Genome-wide association study (GWAS) on agronomic and nutrient traits
GWAS for agronomic traits identified 121, 95, and 95 marker-trait associations (MTAs) for 2015, 2016, and combined datasets, respectively, using FarmCPU with a p-value cutoff of ≤ 0.0001. Furthermore, when we looked for common MTAs across the three datasets (2015, 2016, and combined), 34 SNPs were found to be significantly associated with agronomic traits in at least two of them. Among these 34 MTAs, four SNPs for inflorescence length (Proso.1_8346815, Proso.14_27820106, Proso.12_34047515, and Proso.12_41890075) (Fig. 7) and one for plant height (Proso.7_1535098) were detected significant across all three datasets. Eighteen of the 34 MTAs were located in genes (Table 3). GWAS on grain nutrient traits identified 24, 37, and 26 MTAs for the 2015, 2016 and combined datasets, but only six were found in at least two of the datasets. Of these, two SNPs (Proso.17_30948407 and Proso.17_5885921, associated with Zn and Fe, respectively) on chromosome 17 were located in genes PM17G09880 and TE311547.

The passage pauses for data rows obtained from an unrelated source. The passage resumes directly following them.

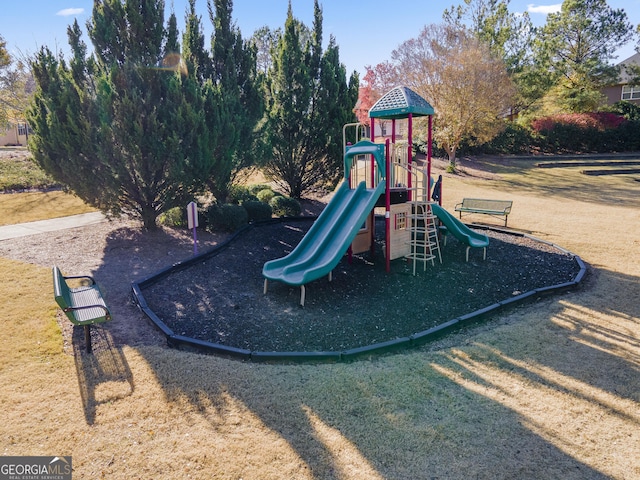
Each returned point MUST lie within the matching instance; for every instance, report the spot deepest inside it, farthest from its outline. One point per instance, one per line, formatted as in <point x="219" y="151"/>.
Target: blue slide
<point x="327" y="240"/>
<point x="461" y="231"/>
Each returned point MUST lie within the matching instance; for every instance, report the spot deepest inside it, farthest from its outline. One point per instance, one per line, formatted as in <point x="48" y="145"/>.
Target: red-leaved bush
<point x="599" y="120"/>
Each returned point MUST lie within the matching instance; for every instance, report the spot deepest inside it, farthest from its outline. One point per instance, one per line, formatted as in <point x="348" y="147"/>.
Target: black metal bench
<point x="83" y="305"/>
<point x="495" y="208"/>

Manhattan plots and quantile–quantile (QQ) plots for inflorescence length (INFL) of proso millet evaluated in 2015 and combined for both years. The chromosomes are marked with different colors along the horizontal axis.
Comparative genomics
Twenty MTAs that were significantly associated with various traits were located within the genes. Although these specific SNPs are probably not causal polymorphisms for these traits, the rapid LD decay in this population (Fig. 6) implies that the genes have a strong probability of being involved. The sequence information of these genes was retrieved from www.genomeevolution.com and compared with related species to check the similarity and gene function. More than 90% similarity was considered to report the genes and their functions in related species (Supplementary Table 2). For example, the SNP Proso.2_14901071 associated with basal tiller number is located on the gene PM02G15460, showing over 90% similarity with genes in the three species, Panicum hallii, Panicum virgatum, and Setaria italica, with gene functions of “putative leucine-rich repeat-containing protein, sporulation-specific protein 15-like, and girdin-like”. The SNP Proso.17_3253916 associated with inflorescene length is located on the gene PM17G03120 showed over 90% similarity with genes in the closely related species namely Panicum hallii, Panicum virgatum, Sateria italica, with gene function of “filament-like plant protein”. The SNP Proso.14_27820106, which is associated with inflorescene length, is located in the gene PM14G15020 and showed over 90% similarity with Panicum hallii, Panicum virgatum, Sateria viridis, Setaria italica, and Zea mays genes with the gene function of “dihydrolipoyllysine-residue acetyltransferase component 4 of the pyruvate dehydrogenase complex, chloroplastic-like” (Supplementary Table 2).